In poche parole, a seguito di tutto ciò, le classi medio-basse sono state lasciate in uno stato di insicurezza e precarietà, in preda ad un sentimento (oserei dire risentimento) di “ingiustizia sociale”, totalmente in balìa della disinformazione dei social, facili prede degli hackeraggi interessati, nonché dei populisti esagitati del “first” (american, european, italian). Sole, in altri termini, in presenza di una palese crisi del sistema della rappresentanza democratica in diversi paesi del mondo, in un momento in cui si profilano all’orizzonte le grandi sfide che l’umanità sarà chiamata ad affrontare nei prossimi anni: dai cambiamenti climatici, all’esaurimento delle risorse e alla scarsità dell’acqua, il bene primario della vita sulla Terra. I segnali del disagio sociale provenienti dalle recenti vicende seguite alle elezioni statunitensi e le manifestazioni politiche in vari paesi, unitamente al clima di intimidazione verso chi si occupa dell’informazione libera, lasciano presagire una lunga stagione di inverno democratico.

di Bruno Soro
Alessandria, 21 febbraio 2021

  1. F. Livorsi, Da Conte a Draghi: l’Italia nuovamente in cammino, disponibile sul sito

    (https://www.cittafutura.al.it/sito/conte-draghi-litalia-nuovamente-cammino/)

  2. Per verificare questa mia osservazione è sufficiente fare riferimento alla cartografia riportata nella voce di Wikipedia relativa all’esito delle Elezioni politiche della Repubblica Italiana dal 2006 al 2018. (https://it.wikipedia.org/wiki/Elezioni_politiche_italiane#Elezioni_politiche_della_Repubblica_Italiana).
  3. B. Soro, L’essenza del sistema parlamentare, Panorama di Novi, 2 ottobre 2020.

2 Commenti

  1. Semplicemente non sono d’accordo. Dare la colpa all’elettorato (italiano o americano) per esiti che non si comprendono o non si condividono, non mi pare il modo migliore per interpretare la fase che stiamo vivendo. Se siamo arrivati a questo punto, con queste migliaia di miliardi di debito pubblico, con lo smantellamento del sistema industriale, con una divaricazione fra chi detiene molto (pochi) e chi ha poco (moltissimi), le ragioni sono da ricercare in troppe furbizie del recente passato.

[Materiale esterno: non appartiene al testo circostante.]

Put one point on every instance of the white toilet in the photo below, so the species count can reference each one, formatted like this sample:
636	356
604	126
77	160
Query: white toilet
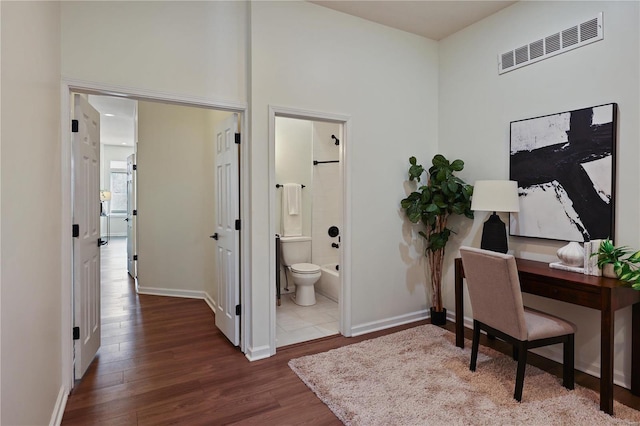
296	255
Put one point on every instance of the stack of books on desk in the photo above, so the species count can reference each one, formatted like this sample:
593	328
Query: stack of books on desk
590	264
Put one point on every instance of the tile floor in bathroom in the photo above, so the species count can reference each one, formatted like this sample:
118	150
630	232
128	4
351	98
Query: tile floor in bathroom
296	324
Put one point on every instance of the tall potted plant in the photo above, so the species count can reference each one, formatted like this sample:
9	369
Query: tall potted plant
431	204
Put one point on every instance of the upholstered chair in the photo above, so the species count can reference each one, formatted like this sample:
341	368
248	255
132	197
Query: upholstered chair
496	301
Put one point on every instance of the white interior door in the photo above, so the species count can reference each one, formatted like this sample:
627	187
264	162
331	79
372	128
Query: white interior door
226	235
131	217
86	246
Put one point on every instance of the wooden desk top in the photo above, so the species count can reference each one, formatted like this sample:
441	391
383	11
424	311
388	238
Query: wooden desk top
585	290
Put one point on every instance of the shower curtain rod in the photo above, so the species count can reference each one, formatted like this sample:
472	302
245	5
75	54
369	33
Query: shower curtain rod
280	186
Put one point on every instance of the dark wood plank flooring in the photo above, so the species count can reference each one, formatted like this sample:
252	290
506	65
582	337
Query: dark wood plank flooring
163	361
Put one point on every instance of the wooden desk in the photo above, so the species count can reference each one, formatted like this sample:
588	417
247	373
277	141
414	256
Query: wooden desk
604	294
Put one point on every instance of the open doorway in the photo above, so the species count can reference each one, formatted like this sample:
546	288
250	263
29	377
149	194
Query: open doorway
178	199
309	166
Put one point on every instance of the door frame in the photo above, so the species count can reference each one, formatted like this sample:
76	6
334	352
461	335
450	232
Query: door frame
344	302
66	253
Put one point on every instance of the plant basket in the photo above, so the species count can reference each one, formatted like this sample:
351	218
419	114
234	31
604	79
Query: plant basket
438	318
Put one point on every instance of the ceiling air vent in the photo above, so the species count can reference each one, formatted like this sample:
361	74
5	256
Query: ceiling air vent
571	38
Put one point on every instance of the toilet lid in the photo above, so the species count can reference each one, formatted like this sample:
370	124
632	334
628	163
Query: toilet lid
305	268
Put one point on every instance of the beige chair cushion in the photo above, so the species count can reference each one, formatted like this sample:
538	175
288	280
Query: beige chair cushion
496	299
541	325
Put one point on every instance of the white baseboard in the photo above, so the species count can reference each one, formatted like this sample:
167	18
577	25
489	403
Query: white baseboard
389	322
261	352
210	302
554	353
188	294
58	408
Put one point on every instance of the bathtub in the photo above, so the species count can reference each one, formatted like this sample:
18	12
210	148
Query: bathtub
329	283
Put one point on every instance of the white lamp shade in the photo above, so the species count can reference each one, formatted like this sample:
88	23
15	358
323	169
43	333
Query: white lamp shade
495	196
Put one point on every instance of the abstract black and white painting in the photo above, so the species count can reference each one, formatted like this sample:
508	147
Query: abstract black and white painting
565	168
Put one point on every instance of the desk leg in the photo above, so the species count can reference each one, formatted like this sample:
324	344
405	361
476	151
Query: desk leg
459	304
607	316
635	349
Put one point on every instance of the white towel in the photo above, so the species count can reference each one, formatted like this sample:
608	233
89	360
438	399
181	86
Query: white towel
292	209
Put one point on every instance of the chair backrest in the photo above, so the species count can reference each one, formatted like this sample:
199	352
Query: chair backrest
494	290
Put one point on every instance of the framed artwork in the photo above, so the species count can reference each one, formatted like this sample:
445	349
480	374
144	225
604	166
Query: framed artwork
564	164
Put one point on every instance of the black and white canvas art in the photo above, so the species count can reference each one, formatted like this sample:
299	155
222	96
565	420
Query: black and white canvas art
565	168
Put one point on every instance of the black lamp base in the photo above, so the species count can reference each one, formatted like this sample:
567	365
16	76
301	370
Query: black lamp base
494	235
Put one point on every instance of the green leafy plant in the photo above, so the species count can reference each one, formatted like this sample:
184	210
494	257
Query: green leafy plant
431	204
624	260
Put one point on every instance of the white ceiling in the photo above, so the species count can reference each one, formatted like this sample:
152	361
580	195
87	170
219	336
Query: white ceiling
432	19
117	119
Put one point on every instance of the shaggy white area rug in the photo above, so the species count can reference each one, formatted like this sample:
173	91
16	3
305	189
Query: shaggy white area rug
419	377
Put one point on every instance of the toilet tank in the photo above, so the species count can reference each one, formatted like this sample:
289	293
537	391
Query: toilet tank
295	250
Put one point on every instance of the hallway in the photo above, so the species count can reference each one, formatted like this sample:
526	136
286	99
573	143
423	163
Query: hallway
163	361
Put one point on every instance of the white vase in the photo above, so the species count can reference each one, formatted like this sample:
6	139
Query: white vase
572	254
608	271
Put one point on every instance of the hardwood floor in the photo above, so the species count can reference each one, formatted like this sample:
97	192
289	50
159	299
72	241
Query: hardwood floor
163	361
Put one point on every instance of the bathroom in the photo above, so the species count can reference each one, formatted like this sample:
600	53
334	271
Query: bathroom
308	172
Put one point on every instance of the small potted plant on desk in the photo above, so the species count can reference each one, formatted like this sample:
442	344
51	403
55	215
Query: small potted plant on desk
432	204
619	262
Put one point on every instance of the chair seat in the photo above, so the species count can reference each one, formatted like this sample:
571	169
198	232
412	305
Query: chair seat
541	325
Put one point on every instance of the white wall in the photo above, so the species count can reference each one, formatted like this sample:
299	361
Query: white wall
175	199
309	57
477	105
192	48
108	153
30	214
294	153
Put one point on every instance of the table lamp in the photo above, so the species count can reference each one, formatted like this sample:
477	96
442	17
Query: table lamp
495	196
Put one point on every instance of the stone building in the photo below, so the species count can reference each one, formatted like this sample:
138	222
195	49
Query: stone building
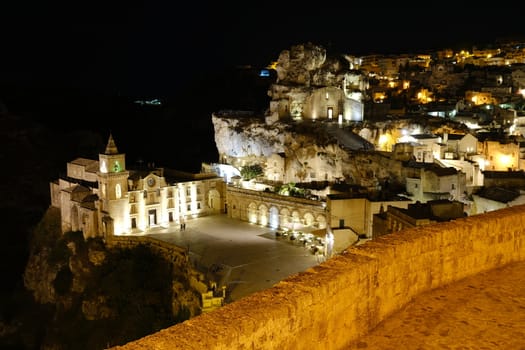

Ho provato a scriverlo più volte ma, evidentemente, non è stato percepito il messaggio.

  2. Mi pare che concordiamo al 100%. Veramente! Non ho affrontato il tema dell'”inverno della democrazia”, di cui pure nei tre articoli ultimi e connessi ho parlato, perchè l’avevo già fatto tante tante volte. Mica possiamo sempre tornare sulle stesse cose! Ci penso da anni. Nel 2014 ho persino pubblicato, da Moretti & Vitali un romanzo-saggio a sfondo distopico temendo sviluppi catastrofici da parte di un presidente americano capitalista e cinico … tra cinquant’anni. Ma si sa che si parla sempre, esagerando, per il presente: “Kali Yuga. Il crepuscolo del nostro mondo”.
    E l’Italia, specie dal 2017, è per me motivo di sconforto. Ero anzi quasi deciso a non parlare più di politica attuale, prima della crisi del “Conte due”: governo che mi pareva totalmente inadeguato non in assoluto, ma rispetto all’emergenza e possibilità economiche, tanto che da molto tempo preferivo riflettere su socialismo e post-socialismo, con piccoli saggi filosofico politici e per un tempo in cui saremo morti (e che pubblicherò). Tuttavia ho avuto la lieta sorpresa di vedere che “anche da noi”, nonostante la crisi epocale, qualcosa si muove. Il governo Draghi è figlio della crisi della democrazia, ma anche della reazione a tale crisi. Qualcuno si è mosso, e non al di là del sistema ma dal cuore del sistema. E mi è parso bello che le forze politiche, pur in grande e epocale crisi, “al dunque” si siano accordate. Quasi tutte. Giustamente borbottando, ma era il minimo. Il Paese in crisi, e fazioso come pochi altri al mondo, però non stupido, invece di fare come altri che fanno follie stile Brexit oppure vedono gente che incendia automobili nelle grandi periferie, ha preferito “farsi furbo”: ha accettato di mettere in campo il meglio che ha. Qualcuno, anche sbagliando, ha aperto la strada. Mattarella ha messo in campo quanto di meglio abbiamo, in Italia e in Europa. L’85% ha detto sì. No bad! C’é almeno qualche ragione per sperare.